The Queen's Gambit
- First edition, featuring cover art by Will Barnet
- Author: Walter Tevis
- Language: English
- Publisher: Random House
- Publication date: 1983
- Publication place: United States
- Pages: 243
- ISBN: 1-4000-3060-9

= The Queen's Gambit (novel) =

1983 novel by Walter Tevis

The Queen's Gambit is a 1983 American novel by Walter Tevis, exploring the life of fictional female chess prodigy Beth Harmon. A bildungsroman, or coming-of-age story, it covers themes of adoption, feminism, chess, drug addiction and alcoholism. The book was adapted for the 2020 Netflix miniseries, The Queen's Gambit.

==Epigraph==
The novel's epigraph is "The Long-Legged Fly" by W. B. Yeats.
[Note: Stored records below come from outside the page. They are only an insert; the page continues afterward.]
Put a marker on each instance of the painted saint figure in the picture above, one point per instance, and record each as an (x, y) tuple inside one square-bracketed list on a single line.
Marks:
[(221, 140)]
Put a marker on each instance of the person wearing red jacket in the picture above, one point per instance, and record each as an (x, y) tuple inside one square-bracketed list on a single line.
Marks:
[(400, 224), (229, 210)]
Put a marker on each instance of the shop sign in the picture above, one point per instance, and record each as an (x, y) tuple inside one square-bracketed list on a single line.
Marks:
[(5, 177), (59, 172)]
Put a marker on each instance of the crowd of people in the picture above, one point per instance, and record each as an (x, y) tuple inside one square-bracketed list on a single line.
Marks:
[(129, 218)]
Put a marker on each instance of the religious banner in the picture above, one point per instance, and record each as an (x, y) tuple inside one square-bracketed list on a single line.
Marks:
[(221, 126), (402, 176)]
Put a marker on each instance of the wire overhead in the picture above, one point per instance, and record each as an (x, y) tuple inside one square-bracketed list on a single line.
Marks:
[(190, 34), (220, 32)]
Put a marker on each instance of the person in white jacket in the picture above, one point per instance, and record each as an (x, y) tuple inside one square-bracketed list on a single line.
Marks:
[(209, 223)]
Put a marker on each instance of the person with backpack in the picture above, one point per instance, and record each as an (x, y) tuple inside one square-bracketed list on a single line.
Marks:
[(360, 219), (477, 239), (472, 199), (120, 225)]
This poem highlights one of the novel's main concerns: the inner workings of genius in a woman. Tevis discussed this concern in a 1983 interview, the year before his death.

==Development==
In a New York Times interview published at the time of his book's release in 1983, Tevis said the story is "a tribute to brainy women."
There has been speculation as to the inspiration for the Beth Harmon character, but Tevis emphatically denied that she was based on anyone in the chess community, male or female.

In 2007, actor Heath Ledger was working on what would have been his feature directing debut, an adaptation of The Queen's Gambit, with British writer/producer Allan Scott.
The leading role of a young female chess prodigy had been offered to Oscar nominee Elliot Page. Ledger, himself a highly rated chess player, was due to play a supporting role as well, until his untimely death.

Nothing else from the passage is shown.